Navigate the challenges and advances in dengue vaccine development
Dengue fever, caused by a flavivirus called Denv, is a major global health challenge, putting nearly half of the world's population at risk. Since the early 20th century, the scientific community has faced several challenges to develop effective dengue vaccines. This included a variety of techniques – from using ox bile to weaken DENV to chemical processing of DENV -infected mosquitoes! However, the limitations of these techniques and the urgent need to save millions of people from the infection in their endemic regions led to the development of more sophisticated dengue vaccines. In a recent review published in Pediatric Examination Am...
Navigate the challenges and advances in dengue vaccine development
Dengue fever, caused by a flavivirus called Denv, is a major global health challenge, putting nearly half of the world's population at risk. Since the early 20th century, the scientific community has faced several challenges to develop effective dengue vaccines. This included a variety of techniques – from using ox bile to weaken DENV to chemical processing of DENV -infected mosquitoes! However, the limitations of these techniques and the urgent need to save millions of people from the infection in their endemic regions led to the development of more sophisticated dengue vaccines.
In a recently published review inPediatric examinationOn April 15, 2025, the lead authors, Professor Kevin C. Kain from the University of Toronto, Canada, and Dr. Ran Wang, Associate Professor at Capital Medical University, China, discussed the current status and impact of dengue vaccines such as Cyd-TDV, TAK-003 and Butantan-DV.
DENV has four serotypes (DENV-1 to DENV-4) and triggers both protective and pathogenic immune responses. Serotype-specific immune responses are typical when first infected, while secondary infection due to ADE can lead to more severe dengue. “ADE is initiated when immune complexes of DENV and IgG antibodies bind to Fcγ receptors (FCγR) on myeloid cells. This suppresses antiviral defenses and improves viral replication. “explains Professor Cain. This is an important aspect to consider when designing vaccines for dengue.
The review highlights findings and implications from three dengue vaccines - CYD-TDV (Dengvaxia) - was the first licensed dengue vaccine and demonstrated efficacy in phase III clinical trials. However, it was found to have reduced protection against DENV-1, DENV-2 and DENV-3. In addition, this vaccine was only recommended for people with confirmed DENV infection, which limited its practical use. Furthermore, the three-dose, 12-month vaccination system has been particularly difficult to achieve in resource-limited settings. For these reasons, Cyd-TDV has been withdrawn from widespread use, although WHO still recommends it for people aged 9 to 45 years with prior DENV infection.
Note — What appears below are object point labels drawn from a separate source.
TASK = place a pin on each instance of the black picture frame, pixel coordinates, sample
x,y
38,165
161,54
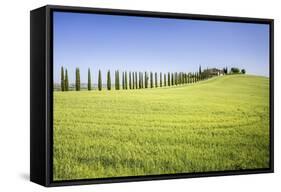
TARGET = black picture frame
x,y
41,94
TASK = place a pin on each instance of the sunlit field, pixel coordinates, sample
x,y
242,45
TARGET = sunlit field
x,y
214,125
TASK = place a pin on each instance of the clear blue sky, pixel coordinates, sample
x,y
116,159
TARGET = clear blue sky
x,y
155,44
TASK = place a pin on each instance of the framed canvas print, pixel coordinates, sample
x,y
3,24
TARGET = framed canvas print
x,y
122,95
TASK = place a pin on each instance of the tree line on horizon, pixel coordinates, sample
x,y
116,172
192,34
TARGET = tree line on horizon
x,y
140,80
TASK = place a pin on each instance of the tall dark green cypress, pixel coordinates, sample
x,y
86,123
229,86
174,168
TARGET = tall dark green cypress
x,y
123,80
66,83
156,84
62,84
117,82
151,80
145,80
126,80
169,79
89,80
140,80
77,82
108,80
130,80
133,80
160,79
99,81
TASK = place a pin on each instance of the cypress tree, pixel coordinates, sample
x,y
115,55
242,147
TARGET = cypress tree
x,y
99,81
151,80
77,82
62,84
140,80
133,80
156,85
123,80
145,80
66,88
126,80
169,79
89,80
117,83
160,79
130,80
136,80
108,80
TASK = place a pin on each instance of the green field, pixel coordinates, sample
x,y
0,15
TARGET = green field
x,y
214,125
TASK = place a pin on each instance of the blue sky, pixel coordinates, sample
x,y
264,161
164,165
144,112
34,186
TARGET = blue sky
x,y
155,44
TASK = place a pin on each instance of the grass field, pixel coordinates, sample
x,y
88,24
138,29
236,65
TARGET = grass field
x,y
214,125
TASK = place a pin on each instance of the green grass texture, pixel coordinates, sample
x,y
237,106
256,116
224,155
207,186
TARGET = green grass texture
x,y
218,124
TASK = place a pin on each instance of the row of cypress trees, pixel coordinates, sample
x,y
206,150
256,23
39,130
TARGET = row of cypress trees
x,y
135,80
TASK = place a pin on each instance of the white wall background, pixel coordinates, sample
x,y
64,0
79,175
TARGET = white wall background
x,y
14,94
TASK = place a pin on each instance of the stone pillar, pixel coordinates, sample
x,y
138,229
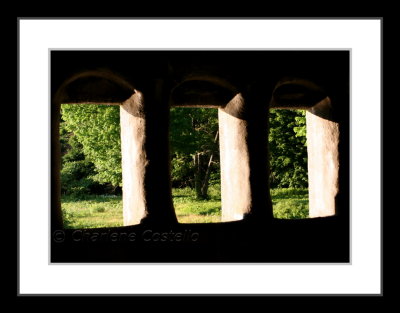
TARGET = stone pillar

The second vaccine - TAK-003 - was evaluated over a four-and-a-half year Phase III trial in eight countries where dengue is endemic. With an overall efficacy of 61.2% (against current dengue infection) and 84.1% (against hospitalized cases), it provided strong protection against DENV-1 and DENV-2 serotypes. However, due to the insufficient number of cases of the other two serotypes, the effectiveness of TAK-003 against them could not be evaluated. This vaccine has a two-dose regimen, which presents logistical challenges as in the case of Cyd-TDV.
In contrast to the above cases, the Butantan DV vaccine with its single-dose regimen proved to have an advantage over the others in facilitating vaccination where health facilities were limited. Dr. Wang further explains about this vaccine, “A 2-year analysis reported an overall efficacy of 73.6% in sero-naïve individuals and 89.2% in patients with prior dengue exposure, with protection against DENV-1 (89.5%) and DENV-2 (69.6%)"Also, in a study that spanned more than 3 years, Butantan-DV showed an 89% reduction in severe dengue and dengue with warning signs. However, the effectiveness of this vaccine against DENV-3 and DENV-4 is not yet established. However, current dengue vaccines have yet to be effective in reducing severe and fatal dengue in clinical trials.
The possibility of severe dengue following vaccination was a significant challenge, particularly viewed by ADE. In non-neutralizing, cross-reactive antibodies, recognizing conserved epitopes of the DENV coat protein, it triggers immune responses that weaken antiviral activity, leading to severe disease. “Understanding the role of conserved epitopes and FCγ R signaling in ADE is critical to dengue vaccine development, and real-world ADE problems can only be revealed through efficacy studies in Phase IV clinical trials of vaccines. “Comments Professor Cain.
Looking forward, global collaboration between researchers, health authorities and vaccine developers will be essential to advance dengue vaccine research. Future efforts should explore different platforms such as mRNA vaccines and focus on preventing ADE. Priorities include: 1) Phase IV trials to refine strategies, 2) vaccines that are adaptable to populations and serotypes, and 3) region-specific formulations that target local DENV variants.
With global collaboration, advanced vaccine platforms, and a better understanding of ADE, we can finally be on the path to eliminating dengue.
Sources:
Wang, R.,et al.(2025). Advancing dengue vaccine development: Challenges, innovations, and the path toward global protection. Pediatric investigation. doi.org/10.1002/ped4.70005.